If their situation were analyzed in detail, it would be easy to arrive at the conclusion that fighting the severity of such totalitarian regime was not their only one concern when the time came to shoot – the lack of raw materials during the socialist rule would play against their activities and their need for expression. Moreover, if they wanted to stick to their vocation, they had to conform to the regime and just follow the iconographic prototypes of the official idiosyncrasy.

Photography in Bulgaria is important from different points of view, apart from being an aid to make true the Bulgarians’ hope of deliverance. It is a revealing tool – a form of art that helps capture the wonderful and different landscapes in the country, as well as its festivals, traditions, and nice people.

Hence, those brave private photographers of the actual new generation from the 1980s and on had to strive for their own artistic identity, and they did it. They set new aesthetic grounds, finally set free from the Soviet cliche.

The Soviet manifestations of art in those times exerted certain influences on Bulgarian photography and on some other methods of art. Hence, they set several lines or tendencies up to the 1980s. The aesthetic concepts had floated back to the times of the great revolution, the individual identity of artists was nationalized, and arts went back to the same contents, over and over again.

However, they were committed enough to their aims, in a moment when all aesthetic fields were going through a great moment and photography reinvented its own style and found new interesting themes. Not only photographers devoted time to this activity, but also experimenters, eccentrics and journalists.

There has been, of course, hectic activity for photojournalists and photo advertisers lately. They rule the market at the present time and make extensive use of the Bulgarian public resources as well.

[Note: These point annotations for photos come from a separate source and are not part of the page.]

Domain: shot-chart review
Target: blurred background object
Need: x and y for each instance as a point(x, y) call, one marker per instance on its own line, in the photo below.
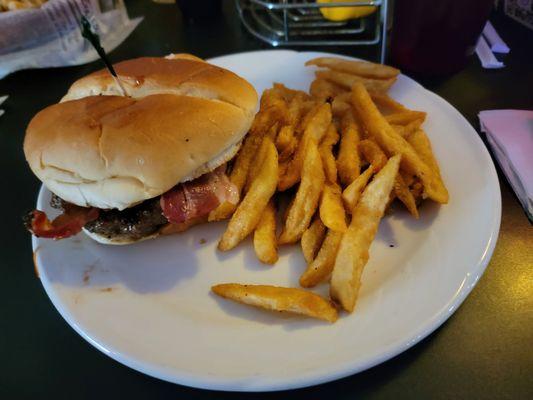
point(521, 11)
point(436, 37)
point(320, 23)
point(49, 36)
point(204, 9)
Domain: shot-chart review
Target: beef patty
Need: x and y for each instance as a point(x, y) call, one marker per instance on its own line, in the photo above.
point(133, 223)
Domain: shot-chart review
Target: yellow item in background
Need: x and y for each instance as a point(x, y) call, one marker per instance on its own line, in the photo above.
point(344, 13)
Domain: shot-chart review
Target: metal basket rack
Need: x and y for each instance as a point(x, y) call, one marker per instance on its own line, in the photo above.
point(300, 23)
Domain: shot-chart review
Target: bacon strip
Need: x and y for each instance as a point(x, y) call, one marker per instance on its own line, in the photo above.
point(198, 197)
point(65, 225)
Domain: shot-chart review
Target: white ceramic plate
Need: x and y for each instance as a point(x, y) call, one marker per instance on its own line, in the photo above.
point(149, 305)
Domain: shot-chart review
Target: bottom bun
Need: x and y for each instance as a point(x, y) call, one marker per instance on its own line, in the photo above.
point(168, 229)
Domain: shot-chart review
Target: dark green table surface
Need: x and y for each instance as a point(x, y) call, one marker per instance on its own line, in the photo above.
point(484, 351)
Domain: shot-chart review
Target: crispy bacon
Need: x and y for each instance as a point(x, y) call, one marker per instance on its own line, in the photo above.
point(198, 197)
point(67, 224)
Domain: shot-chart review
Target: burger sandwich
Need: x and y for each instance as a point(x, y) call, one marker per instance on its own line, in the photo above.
point(130, 160)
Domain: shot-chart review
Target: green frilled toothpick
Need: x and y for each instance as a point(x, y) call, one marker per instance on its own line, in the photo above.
point(87, 33)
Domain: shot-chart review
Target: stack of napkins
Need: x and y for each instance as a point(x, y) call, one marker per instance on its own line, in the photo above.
point(510, 135)
point(490, 42)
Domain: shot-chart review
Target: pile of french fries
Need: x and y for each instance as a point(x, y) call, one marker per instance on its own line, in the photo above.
point(340, 155)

Both photojournalism and photo advertising went through difficult times under the regime. Photojournalism actively participated in making up the reality that the government wanted to show, and photo advertisement did not even exist. It was really difficult for both activities to set free and overcome that situation.

Nevertheless, it was easier for photographers than it was for writers or painters, always in the focus of the attention of everything that is related to arts. The more peripheral position of photography was in that sense beneficial, but, on the other hand, artists would feel that nobody was paying attention to what they had to say.

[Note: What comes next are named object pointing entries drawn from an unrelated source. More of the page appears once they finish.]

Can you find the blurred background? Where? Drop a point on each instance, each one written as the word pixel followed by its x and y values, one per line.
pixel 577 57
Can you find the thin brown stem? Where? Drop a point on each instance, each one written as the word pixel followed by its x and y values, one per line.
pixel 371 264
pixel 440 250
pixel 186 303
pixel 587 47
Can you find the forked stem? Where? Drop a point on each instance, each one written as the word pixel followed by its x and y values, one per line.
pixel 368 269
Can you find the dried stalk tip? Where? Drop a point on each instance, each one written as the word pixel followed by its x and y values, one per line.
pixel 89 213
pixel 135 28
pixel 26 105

The Collection in the Historical Archive

Good or bad, free or restricted, Bulgarian photography is useful to depict reality and keep a record. That mission is also the one of the BHA (Bulgarian Historical Archive), where the MDC (Manuscripts and Documents Centre) and the National Library are located, and keep a collection of pieces called “Portraits and Photos”, consisting on eighty thousand pictures and other documents that depict the different steps of Bulgaria History and also show the development of Photography in Europe.

The institution was started back in 1878 and lasted to the present day, although it had several different names. The BHA keeps one million and five hundred thousand documents along with the ones in hands of individual collectors who, together with the staff at the BHA have contributed to enlarge and keep this remarkable collection for more than one hundred years. Some researchers that have worked for hand in hand with the BHA are Dora Belcheva Popsavova, Ivan Panayotov, and Kirila Vazvazova Karateodorova.

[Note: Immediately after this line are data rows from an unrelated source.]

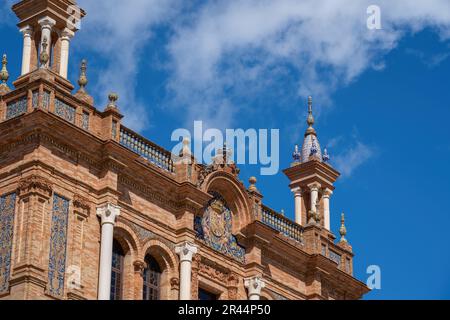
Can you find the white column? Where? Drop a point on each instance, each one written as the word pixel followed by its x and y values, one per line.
pixel 298 205
pixel 66 35
pixel 254 286
pixel 314 188
pixel 108 214
pixel 186 252
pixel 47 24
pixel 326 207
pixel 26 53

Schools of Photography and Other Arts Today

The Ministry of Culture in Bulgaria has set a new educational system that provides the necessary framework for a brand new system of schools of arts and culture, created to give specific training to youngsters who need or want to achieve a great extent of expertise in several various arts. They also receive a general education in order to get full preparation for their development in life and in the fields they choose.

This system includes 22 schools. Some examples: the National Choreographic School, Polygraphy and Photography School, The National Educational Centre of Culture, and the National High School for Ancient Languages and Culture.